Supported: Discord, Gitter, IRCCloud, Rocket.Chat
Partial: HipChat, PureCloud, Slack
Reading code blocks can be made much more efficient by adding syntax highlighting for the language being used. Only four platforms seemed to fully support this feature within their code block implementation, while HipChat and PureCloud supported some but not all of the languages I tested. Slack, strangely enough, does not support syntax within code blocks, but it has a “snippet” feature (not unlike IRCCloud’s pastebin support) that includes syntax highlighting. Ultimately, since that is not the most common way to create code blocks, I decided to mark their support as Partial.
Supported: ChatGrape, Discord, Gitter, Rocket.Chat, Slack
Coming Soon: PureCloud
A more recent trend in group chat platforms has been a strong preference for the ability to edit messages after they’ve been sent. This is especially helpful for correcting typos on the fly, and a number of platforms have great support for this feature.
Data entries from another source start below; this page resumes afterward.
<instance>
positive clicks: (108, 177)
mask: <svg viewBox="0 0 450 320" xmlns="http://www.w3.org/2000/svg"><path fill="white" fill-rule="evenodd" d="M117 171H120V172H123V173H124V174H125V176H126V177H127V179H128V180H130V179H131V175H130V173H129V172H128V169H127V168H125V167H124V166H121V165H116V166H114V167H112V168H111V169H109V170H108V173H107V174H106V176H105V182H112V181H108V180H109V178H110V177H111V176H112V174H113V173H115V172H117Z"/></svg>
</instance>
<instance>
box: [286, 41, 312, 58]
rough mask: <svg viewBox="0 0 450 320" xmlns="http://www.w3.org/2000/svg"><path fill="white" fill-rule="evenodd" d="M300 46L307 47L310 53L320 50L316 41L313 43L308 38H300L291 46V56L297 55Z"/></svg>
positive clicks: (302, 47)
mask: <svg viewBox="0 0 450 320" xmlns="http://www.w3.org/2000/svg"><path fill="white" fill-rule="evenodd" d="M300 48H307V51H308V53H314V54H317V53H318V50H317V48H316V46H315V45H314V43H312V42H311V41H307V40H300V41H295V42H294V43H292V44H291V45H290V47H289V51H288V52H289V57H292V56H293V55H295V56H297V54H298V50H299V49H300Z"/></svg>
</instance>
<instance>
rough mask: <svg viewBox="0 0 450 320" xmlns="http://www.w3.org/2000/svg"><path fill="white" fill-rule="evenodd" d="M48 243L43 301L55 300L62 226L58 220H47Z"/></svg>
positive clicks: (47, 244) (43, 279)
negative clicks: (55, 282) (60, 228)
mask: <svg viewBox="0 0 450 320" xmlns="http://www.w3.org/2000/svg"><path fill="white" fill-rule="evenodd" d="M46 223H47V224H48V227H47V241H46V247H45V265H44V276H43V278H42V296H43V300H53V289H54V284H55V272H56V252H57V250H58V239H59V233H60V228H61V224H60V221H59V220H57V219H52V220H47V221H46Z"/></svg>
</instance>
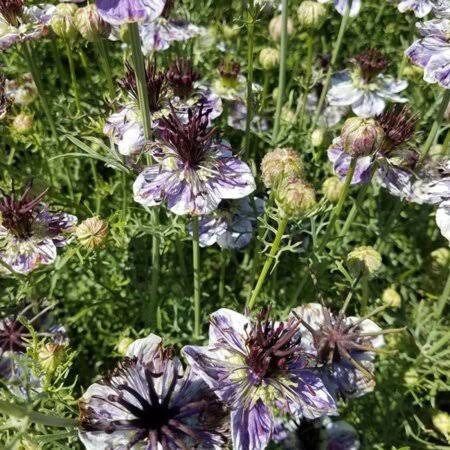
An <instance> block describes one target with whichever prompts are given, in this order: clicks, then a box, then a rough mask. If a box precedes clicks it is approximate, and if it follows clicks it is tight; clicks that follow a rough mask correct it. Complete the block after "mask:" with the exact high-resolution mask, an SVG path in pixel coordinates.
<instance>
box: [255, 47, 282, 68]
mask: <svg viewBox="0 0 450 450" xmlns="http://www.w3.org/2000/svg"><path fill="white" fill-rule="evenodd" d="M259 62H260V63H261V66H262V67H263V69H265V70H271V69H273V68H275V67H277V66H278V63H279V62H280V52H279V51H278V50H277V49H276V48H272V47H265V48H263V49H262V50H261V52H260V53H259Z"/></svg>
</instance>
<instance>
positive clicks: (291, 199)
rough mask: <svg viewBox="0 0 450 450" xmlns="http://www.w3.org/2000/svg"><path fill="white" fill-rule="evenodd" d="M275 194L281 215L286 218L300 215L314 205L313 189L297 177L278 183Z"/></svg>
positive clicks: (310, 207)
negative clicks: (279, 208)
mask: <svg viewBox="0 0 450 450" xmlns="http://www.w3.org/2000/svg"><path fill="white" fill-rule="evenodd" d="M275 195H276V202H277V205H278V207H279V208H280V209H281V212H282V215H283V216H285V217H287V218H296V217H300V216H302V215H304V214H305V213H307V212H308V211H309V210H311V209H312V208H313V207H314V206H315V205H316V193H315V191H314V189H313V188H312V187H311V186H310V185H308V184H307V183H305V182H304V181H303V180H300V179H298V178H294V179H288V180H286V181H283V182H282V183H280V185H279V186H278V188H277V190H276V193H275Z"/></svg>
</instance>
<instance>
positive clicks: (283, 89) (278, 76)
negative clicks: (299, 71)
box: [272, 0, 288, 144]
mask: <svg viewBox="0 0 450 450" xmlns="http://www.w3.org/2000/svg"><path fill="white" fill-rule="evenodd" d="M287 24H288V0H282V1H281V52H280V68H279V72H278V94H277V96H278V98H277V107H276V111H275V121H274V125H273V132H272V144H276V142H277V139H278V133H279V131H280V120H281V111H282V109H283V101H284V89H285V86H286V61H287V42H288V32H287Z"/></svg>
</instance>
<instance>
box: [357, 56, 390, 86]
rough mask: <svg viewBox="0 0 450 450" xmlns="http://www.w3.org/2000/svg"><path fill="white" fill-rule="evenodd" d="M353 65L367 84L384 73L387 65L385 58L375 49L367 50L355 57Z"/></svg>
mask: <svg viewBox="0 0 450 450" xmlns="http://www.w3.org/2000/svg"><path fill="white" fill-rule="evenodd" d="M355 63H356V64H357V65H358V67H359V69H360V71H361V76H362V77H363V78H364V80H365V81H367V82H369V81H370V80H372V79H373V78H374V77H376V76H377V75H378V74H380V73H382V72H384V71H385V70H386V68H387V66H388V65H389V61H388V60H387V58H386V56H385V55H384V54H383V53H381V52H380V51H378V50H376V49H369V50H366V51H365V52H363V53H360V54H359V55H357V56H355Z"/></svg>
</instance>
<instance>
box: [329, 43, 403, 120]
mask: <svg viewBox="0 0 450 450" xmlns="http://www.w3.org/2000/svg"><path fill="white" fill-rule="evenodd" d="M354 63H355V66H356V68H355V70H353V71H350V70H343V71H341V72H338V73H337V74H335V75H334V76H333V78H332V80H331V88H330V90H329V91H328V94H327V99H328V103H329V104H330V105H334V106H351V107H352V110H353V112H354V113H355V114H356V115H357V116H359V117H373V116H376V115H378V114H381V113H382V112H383V110H384V108H385V107H386V101H387V100H389V101H392V102H396V103H404V102H406V101H407V99H406V98H405V97H401V96H400V95H398V93H399V92H401V91H403V90H404V89H406V87H407V86H408V82H407V81H404V80H396V79H394V78H393V77H391V76H389V75H384V74H383V72H384V71H385V69H386V68H387V66H388V60H387V59H386V57H385V56H384V55H383V54H382V53H381V52H379V51H378V50H375V49H370V50H367V51H366V52H364V53H361V54H359V55H357V56H356V57H355V58H354Z"/></svg>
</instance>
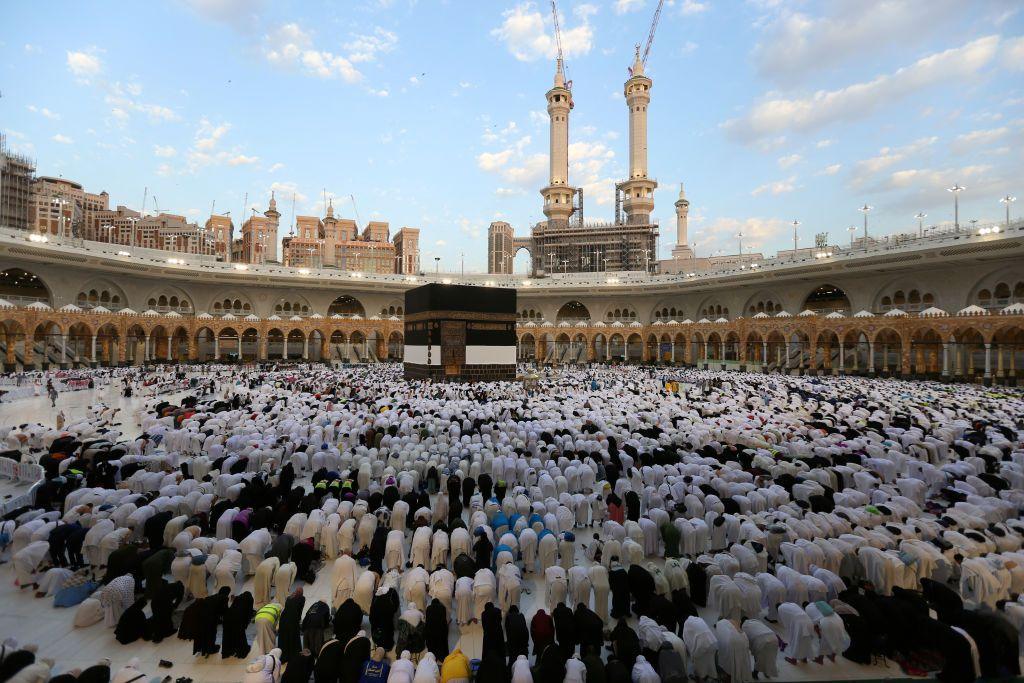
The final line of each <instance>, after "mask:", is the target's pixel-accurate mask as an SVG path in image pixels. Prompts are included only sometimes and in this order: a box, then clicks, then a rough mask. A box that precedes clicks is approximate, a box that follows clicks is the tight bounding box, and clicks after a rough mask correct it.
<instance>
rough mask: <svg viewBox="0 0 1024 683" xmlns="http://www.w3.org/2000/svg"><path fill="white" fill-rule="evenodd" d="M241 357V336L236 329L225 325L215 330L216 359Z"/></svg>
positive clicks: (241, 354) (237, 357)
mask: <svg viewBox="0 0 1024 683" xmlns="http://www.w3.org/2000/svg"><path fill="white" fill-rule="evenodd" d="M241 357H242V337H241V336H240V335H239V332H238V330H236V329H234V328H232V327H230V326H227V327H223V328H221V329H220V330H218V331H217V354H216V356H215V358H214V359H216V360H221V359H223V360H238V359H239V358H241Z"/></svg>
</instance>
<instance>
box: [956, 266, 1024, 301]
mask: <svg viewBox="0 0 1024 683" xmlns="http://www.w3.org/2000/svg"><path fill="white" fill-rule="evenodd" d="M1018 302H1021V303H1024V276H1022V274H1021V269H1020V266H1010V267H1007V268H1000V269H998V270H996V271H995V272H991V273H988V274H986V275H984V276H983V278H981V279H980V280H978V282H977V283H975V285H974V287H972V288H971V291H970V293H969V294H968V298H967V301H965V302H964V303H963V305H964V306H969V305H972V304H973V305H978V306H981V307H982V308H988V309H992V310H997V309H999V308H1005V307H1006V306H1009V305H1010V304H1011V303H1018Z"/></svg>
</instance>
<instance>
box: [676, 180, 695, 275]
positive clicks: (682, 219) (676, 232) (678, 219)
mask: <svg viewBox="0 0 1024 683" xmlns="http://www.w3.org/2000/svg"><path fill="white" fill-rule="evenodd" d="M689 214H690V203H689V201H688V200H687V199H686V190H685V189H683V183H681V182H680V183H679V199H678V200H676V246H675V247H674V248H673V250H672V258H674V259H691V258H693V249H692V248H691V247H690V245H689V243H688V242H687V239H686V227H687V222H688V220H689Z"/></svg>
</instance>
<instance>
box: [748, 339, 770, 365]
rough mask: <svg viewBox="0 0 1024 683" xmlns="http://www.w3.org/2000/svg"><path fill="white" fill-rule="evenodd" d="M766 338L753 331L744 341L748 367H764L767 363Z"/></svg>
mask: <svg viewBox="0 0 1024 683" xmlns="http://www.w3.org/2000/svg"><path fill="white" fill-rule="evenodd" d="M764 341H765V339H764V337H763V336H762V335H761V333H760V332H758V331H757V330H751V331H750V332H748V333H746V338H745V339H743V346H744V351H743V354H744V356H745V360H746V366H748V367H751V366H764V365H765V364H766V362H767V355H768V354H767V352H766V349H765V346H764Z"/></svg>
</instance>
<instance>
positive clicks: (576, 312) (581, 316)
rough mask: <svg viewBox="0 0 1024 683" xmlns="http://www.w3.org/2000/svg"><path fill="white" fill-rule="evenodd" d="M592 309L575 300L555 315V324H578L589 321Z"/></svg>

Additionally, I’ve confirmed with the PureCloud team that this will be coming in their next update, along with a number of other features I’ve listed.
Supported: ChatGrape, Gitter, HipChat, Rocket.Chat, Slack
Partial: Discord, PureCloud, Ryver
Third-party integrations are incredibly useful to a collaboration platform; teams want to be able to hook their chat platform into other tools they utilize. Several of the platforms I looked at had a wide number of integrations available, while a few more had a small (but growing) count. Nearly all of the platforms, however, have a confirmed API by which teams can build bots and other custom integrations they might need.
The above list is not exhaustive, but it does cover a wide variety of value-adds that modern team collaboration platforms must have to be competitive in today’s market. Here’s a quick list of some other important features I didn’t mention:
- Voice Chat
- Video Chat
- File Upload
- Message Quoting
- Emoji (standard and custom emoticons)
- Fuzzy Name Completion (find/mention users from partial inputs)
- IRC Bridge (for old school users who prefer to pipe everything to IRC)
- Open Source repos (so teams can contribute features to the platform)
- Data Portability (import/export team data for archive/platform migration)
None of the platforms I considered supports every one of these features. In fact, out of a possible weighted score of 50, no platform scored 40 or better. Additionally, each product has unique features that differentiate them form the pack in different ways. It is my hope that each platform in this space will continue to challenge each other and improve, as the end user is the one who benefits most from the increased competition and race to innovate. Ultimately, though, it comes down to which features are most important to each individual team in order to determine a best fit.
A Note About IRC:
I included IRC in my comparison even though it’s not a “platform”, per-se, because it often gets mentioned as an option in these discussions. However, scoring it proved difficult due to client fragmentation; many of these features are more client sugar than anything else, so while an individual user could customize their experience to get these features, I tried to consider the cross-section of what an average user would have access to by picking one of the many available IRC clients. IRCCloud, on the other hand, is a specific platform that merited a separate consideration given its more modern feature set.